1) Investigate why a server/collector process is still running when a new server/collector process is started to access the same trail. You can kill orphan server/collector to resolve the immediate issue.
2) You can overwrite the server/collector by using the RMTHOST UNLOCKEDTRAILS option. Use this option with CAUTION as it can cause trail corruption. You must investigate why the trails are locked by another server or kill these server/collector processes.
NOTE that if an extract pump is stopped normally, the server/collector process stops immediately. By default, current versions (11.1/11.2 onwards) has a default timeout of 5 mins. Please refer to the reference for your version’s default. One can overwrite this value using the RMTHOST TIMEOUT option. Example setting timeout to 40 seconds.
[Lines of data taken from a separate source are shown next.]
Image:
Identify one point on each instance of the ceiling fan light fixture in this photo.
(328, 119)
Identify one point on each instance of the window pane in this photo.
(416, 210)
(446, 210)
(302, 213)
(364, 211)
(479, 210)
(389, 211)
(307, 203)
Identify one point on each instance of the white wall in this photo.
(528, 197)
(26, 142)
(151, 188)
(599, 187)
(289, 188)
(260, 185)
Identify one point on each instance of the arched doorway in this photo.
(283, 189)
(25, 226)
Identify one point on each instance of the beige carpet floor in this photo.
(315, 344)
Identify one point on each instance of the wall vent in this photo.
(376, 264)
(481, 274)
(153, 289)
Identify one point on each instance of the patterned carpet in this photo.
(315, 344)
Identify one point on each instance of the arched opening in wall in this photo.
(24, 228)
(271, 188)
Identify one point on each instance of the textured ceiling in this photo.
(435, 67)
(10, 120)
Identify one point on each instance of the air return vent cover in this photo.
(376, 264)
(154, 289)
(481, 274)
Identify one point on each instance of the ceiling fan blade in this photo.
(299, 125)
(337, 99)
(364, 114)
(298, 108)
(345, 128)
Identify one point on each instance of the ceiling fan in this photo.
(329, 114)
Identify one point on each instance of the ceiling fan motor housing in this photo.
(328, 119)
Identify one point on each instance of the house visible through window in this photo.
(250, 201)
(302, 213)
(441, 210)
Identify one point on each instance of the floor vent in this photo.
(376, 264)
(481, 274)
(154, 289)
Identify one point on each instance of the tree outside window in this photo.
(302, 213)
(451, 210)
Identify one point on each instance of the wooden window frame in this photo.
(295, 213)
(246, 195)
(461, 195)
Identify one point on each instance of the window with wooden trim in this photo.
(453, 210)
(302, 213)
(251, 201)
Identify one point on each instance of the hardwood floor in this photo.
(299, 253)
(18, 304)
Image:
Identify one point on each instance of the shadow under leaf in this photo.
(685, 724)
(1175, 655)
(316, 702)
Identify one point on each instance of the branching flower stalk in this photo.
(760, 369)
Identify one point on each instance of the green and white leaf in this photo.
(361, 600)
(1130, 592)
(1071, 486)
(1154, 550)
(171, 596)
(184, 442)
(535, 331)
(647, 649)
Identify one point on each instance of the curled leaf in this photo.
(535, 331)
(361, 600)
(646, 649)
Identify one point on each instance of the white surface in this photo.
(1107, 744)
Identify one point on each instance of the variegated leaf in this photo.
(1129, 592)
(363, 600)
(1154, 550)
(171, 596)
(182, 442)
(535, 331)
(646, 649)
RMTHOST 192.168.10.1, MGRPORT 7809, PARAMS TIMEOUT 40
This tells the Server/Collector to terminate if it doesn’t receive any checkpoint information for more than 40 seconds. DO NOT set too low a value, TCPIP communication performance varies throughout the day.
Other notes:
NAS related issue:
In the case where the NAS was unaware that the system had been rebooted, the best long-term solution is to contact the NAS vendor, who might be able to provide an utility program that can be run early in the system startup process to notify the NAS that it should release all locks owned by this system. The following procedure might offer a short-term work-around:
- Stop all REPLICAT processes that read the trail file.
- Stop the target MGR process.
- Copy trail file xx000000 to xx000000.bk
- Delete trail file xx000000.
- mv xx000000.bk to xx000000.
- Repeat steps 2-5 for each trail file that can’t be locked.
- From the shell, kill the server (collector) process that was writing to the trail. ie Check on OS level for orphan processes, e.g. on unix style OS’s: ps -ef | grep server
If any such orphan servers exist, e.g.: oracle 27165 1 0 11:20 ? 00:00:00 ./server -p 7840 -k -l /opt/oracle/gg/ggserr.log Then: kill 27165 (or, kill -9 27165) (for this particular case)
- Start MGR.
- Start the REPLICAT processes.
- Re-start the extract that abended and gave this error message.
Note that this may not work, depending on the NAS and the way it keeps track of advisory file locks acquired using fcntl( F_GETLK ).
Cluster failover:
When a system is failover to another node, the GoldenGate processes should be stopped typically by using ggsci > stop * and > stop mgr commands, however processes such a server/collectors remain running. Stop the extract pumps manually or kill the processes. You should check that no processes or running from the GoldenGate directory before switching GoldenGate to run on another node.